「高校生探偵、工藤新一…」

ついに昨夜、私は主人公に出会った。出会ったといっても遠目に見ていただけであるが。

アメリカのとある地域に私は任務で来ていた。組織内で単独自由行動を許されていた私はアメリカでとある調査をするとだけ報告し、ベルモットについて調べていた。勿論、これは黒の組織としてではなくFBIとしてだ。そんな時、偶然にも事件は起きたのだ。そして、それを私は目撃した。いつだったか、漫画で見た、あの場面だ。
通り魔に化けていたベルモットが階段で手を滑らせ落下しそうになった時、毛利蘭と工藤新一がそれを救っていた、人を助けるのに理由なんてないと。そこでベルモットは心を射抜かれるわけだ。まあ分からなくはない、気がしない、でもない、かもしれない。……いや、やっぱり分からない。

考えてみろ。それが家族や友達、知人なら話は別だ。百歩譲って一般人もあるかもしれない。だが通り魔の殺人犯をも助けるなんて、正直私には無理だ。というか普通無理だろう。


救うのに理由がないならば相手が誰であっても救うのだろうか。理由がない行動などあり得るのだろうか。そんなの、どれだけ純白で親切なんだ。或は極度の気障か人間皆平等の絶対博愛至上主義者。考えただけで頭痛がしてきた。


理由がない、行動。
……つまりは、突拍子の無い偶然。

例えば、そうだ、私のトリップなんかがまさにそれ。理由なんてない。分からない。知ろうともしない。何故って、異世界に飛ばされる理由など神でないと分からない。

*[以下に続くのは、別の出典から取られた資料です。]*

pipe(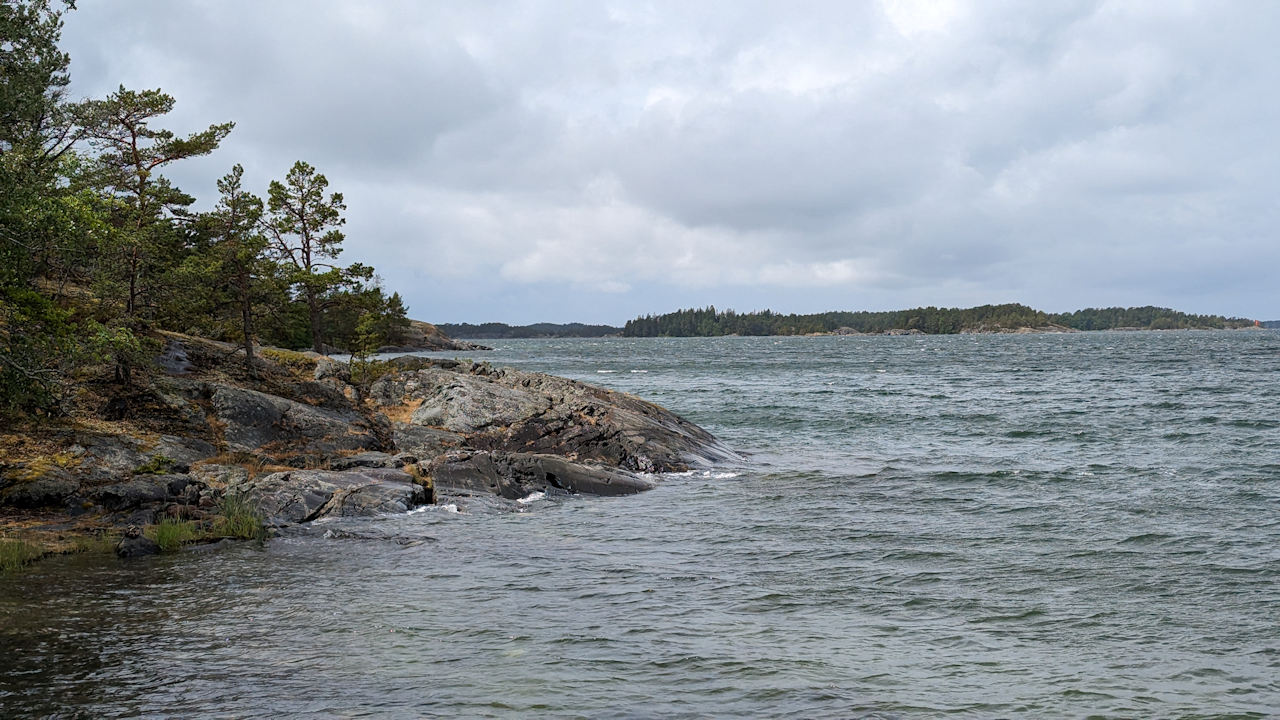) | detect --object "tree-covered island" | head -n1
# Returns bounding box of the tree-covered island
[621,304,1254,337]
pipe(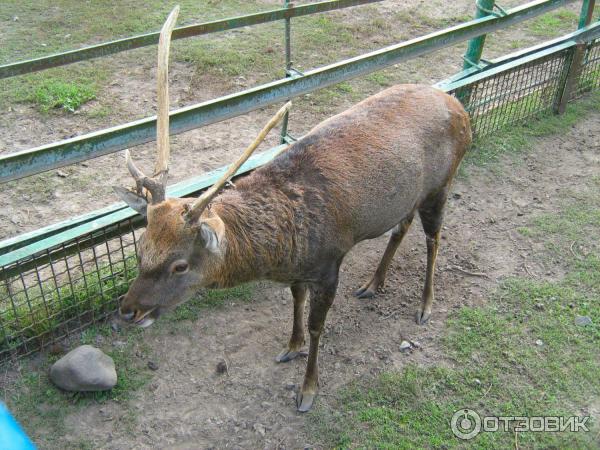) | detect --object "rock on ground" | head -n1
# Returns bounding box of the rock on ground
[50,345,117,391]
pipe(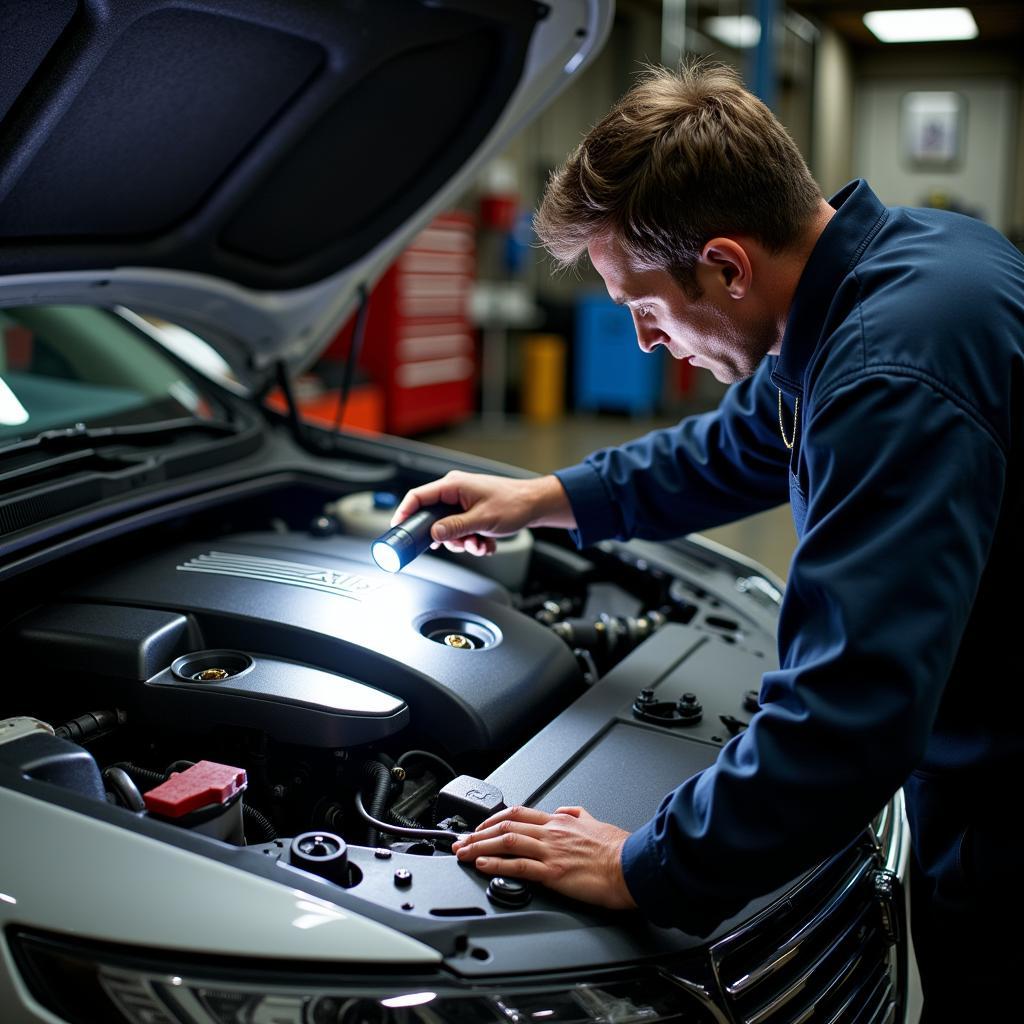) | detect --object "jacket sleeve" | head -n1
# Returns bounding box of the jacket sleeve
[623,374,1007,930]
[556,359,788,547]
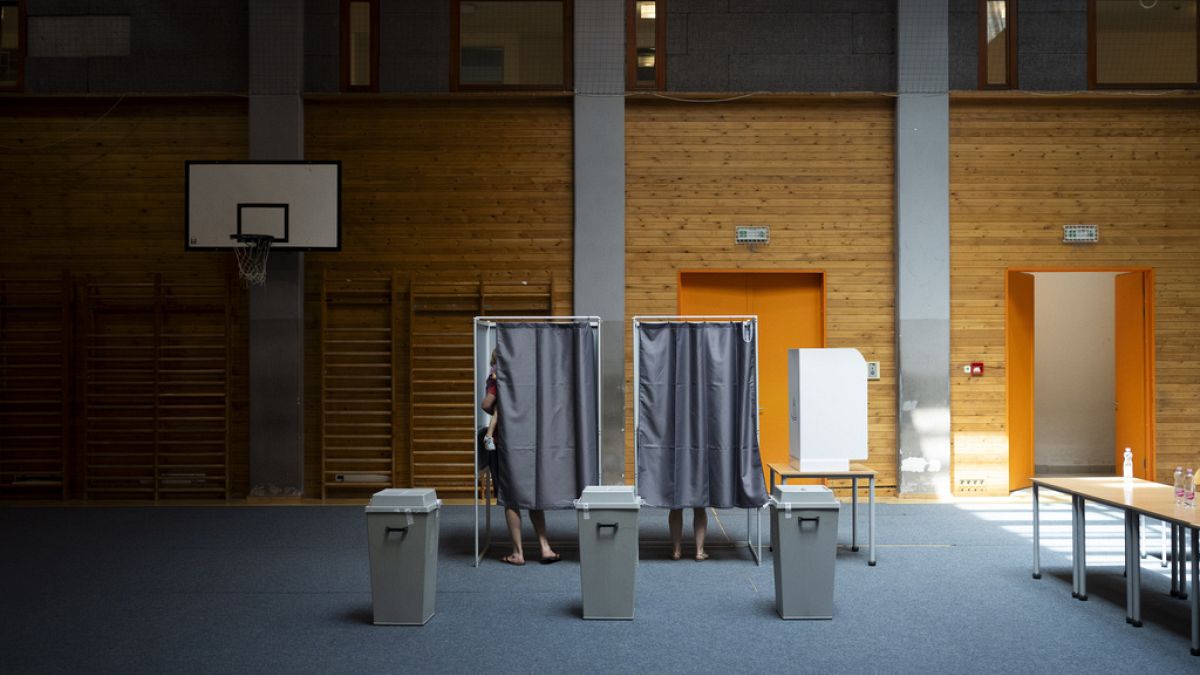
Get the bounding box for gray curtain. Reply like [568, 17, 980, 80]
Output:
[496, 323, 600, 509]
[637, 322, 767, 508]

分からないから好き勝手に人生を謳歌する。何も間違ってはいない。理由などどうでもいい。ただ、自由奔放にこの世界に混じり込むことが私の人生だ。そこに理由を見出すならばこの世界に飛ばされたから。なんて考えていれば電話が鳴る。


「貴方はまたアメリカなんて行って僕に対する挑発ですか挑発ですね」
「いや勝手に断定系にしないで下さい」
「何なんですか、僕を煽ってどうするつもりです」
「いや煽ってません。任務ですから」
「どちらの任務です?黒、でなく白でしょう」

彼の言う白とは、FBIのことで、黒とは黒の組織のことだ。どこで盗聴があるか分からないから直接的な単語を出すのはまずいだろうという判断らしい。そもそも白黒任務という単語も盗み聞きされた時点で疑念を持たれると思うが。


「そうですね白です」
「……やはり僕は君に喧嘩を売られているようだ、売られた喧嘩は買わなければね」
「いや何で」
「国際電話は料金が馬鹿にならない。というわけで速やかに日本に帰国し僕の懐に入りなさい」
「いやだから何で」

そして安室透は何故こうもしつこいのか。


と、電話をしながら悪態をついた時だった。「キャアアア」と女性の悲鳴が聞こえ、視界に入ったのは拳銃を持った男複数名と、血を噴き出して倒れる通行人達。次々に撃たれて倒れていくところを見ると無差別乱射らしい。ここら一体が一気に地獄と化した。


「何事です?」

異変に気付いたらしい安室が電話越しに声色を変えて聞いてくる。だが、銃を持った男が私を向くのも同時だった。あ、これ、やばくね。

連続で発砲された何発かの弾が私を目掛けて飛んできた。安室に返事をする暇などないようだ。咄嗟に身体をずらせば弾丸は携帯と私の腕に命中した。

携帯が、木端微塵だ。
とりあえず、血を流す片腕を抑え逃げることにした。